If ever there was a movie that didn’t justify the $50 three-disc deluxe-box-set treatment, it’s Gnomeo & Juliet (Buena Vista), a lazy, smug rewrite of Shakespeare’s romantic tragedy, now set among animated pottery garden gnomes who run around making pop-culture references and engaging in forbidden romance when their owners aren’t looking. Elton John co-produced, and his songs are laced throughout the film, which just makes it feel more instantly dated…

I Am Number Four (Buena Vista), the first film to result from James Frey’s creepy “fiction factory,” didn’t do too badly worldwide, with a $144 million take from an $80 million budget. Still, that apparently isn’t enough to make this painfully generic science-fiction actioner into the Twilight-esque franchise-starter Frey had in mind, in spite of extensive, transparent thefts from the most au courant popular teen franchises of the past decade. Co-screenwriter Marti Noxon recently said plans for the sequel obviously set up by Number Four’s ending have been shelved for now…

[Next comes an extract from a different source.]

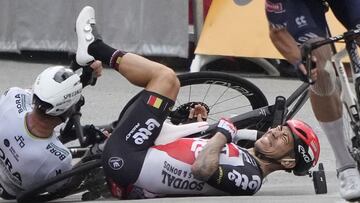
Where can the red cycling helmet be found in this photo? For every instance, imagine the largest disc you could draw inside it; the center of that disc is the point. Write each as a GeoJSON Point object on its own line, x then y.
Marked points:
{"type": "Point", "coordinates": [306, 146]}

Back in 2001, Israel’s Dover Koshashvili debuted with the brilliant domestic melodrama Late Marriage, but not much has been heard from him since. Now he’s returned in fine form with Anton Chekhov’s The Duel (Music Box), another marital drama that stages a Chekhov short story in settings resembling still-life paintings. Andrew Scott stars as a bitter, self-loathing bachelor who convinces a married woman to live with him, but plots to get rid of her before she finds out about her husband’s death and thinks about remarriage. The Duel never develops its behavioral observations into a thesis, but it’s a pleasure to spend time with these characters all the same… 

Anybody got 20 billion bucks on them? According to the dubious advocacy doc The End Of Poverty? (Cinema Libre), that’s all it would take to cut global poverty in half. Assertions like that throw the film’s credibility into question even before it’s ground down by simplistic solutions and the enervating earnestness that undermines many documentaries of its ilk.